# Labor Day Squirrel



## RyanL (May 22, 2014)

Small game season opened Saturday(Sept. 5) and I've been itching to go squirrel and rabbit hunting with my slingshot. After all small game hunting was the reason(I tell everyone) I got into slingshots. I finally felt confident about getting a clean kill so I went out.

I saw two males messing around so while trying to stalk them another darted out only a few feet in front of me and jump on to a spruce tree only a couple feet off the ground. He didn't see me so I took my shot. Hit him in the neck and knocked him off the trunk of the tree. But surprisingly, he got back up on the tree, staring at me with blood down his face.

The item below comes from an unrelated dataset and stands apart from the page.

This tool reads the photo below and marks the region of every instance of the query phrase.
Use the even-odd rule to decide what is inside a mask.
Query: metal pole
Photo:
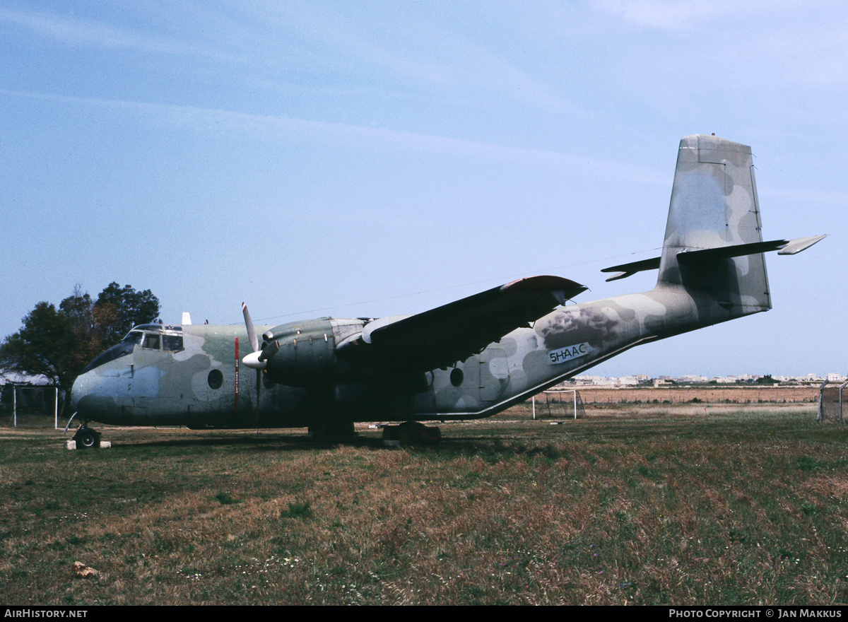
[[[842,389],[845,388],[845,384],[848,384],[848,382],[842,383],[842,384],[840,386],[840,423],[842,423]]]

Took my next shot and ended it with a hit to the ear. Had plans for steak last night so he'll get fried up tonight after a long bath in salt water.

View attachment 87374


----------



## 14585 (Aug 9, 2015)

Nice shooting


----------



## treefork (Feb 1, 2010)

Nice shooting and nice shooter !


----------



## RyanL (May 22, 2014)

Thanks guys. I picked that slingshot up off the prize table at this years MWST. It has became my new favorite.


----------



## Charles (Aug 26, 2010)

Good job ... enjoy that squirrel!!!

Cheers .... Charles


----------



## oldmiser (Jan 22, 2014)

Nice shooting~~OM


----------



## wll (Oct 4, 2014)

Nice shooting ;- )

wll


----------



## ghost0311/8541 (Jan 6, 2013)

Good job


----------



## Beanflip (Sep 11, 2010)

RyanJL said:


> Thanks guys. I picked that slingshot up off the prize table at this years MWST. It has became my new favorite.


A G10 Tex Classic!? How did I miss that one? Nice!


----------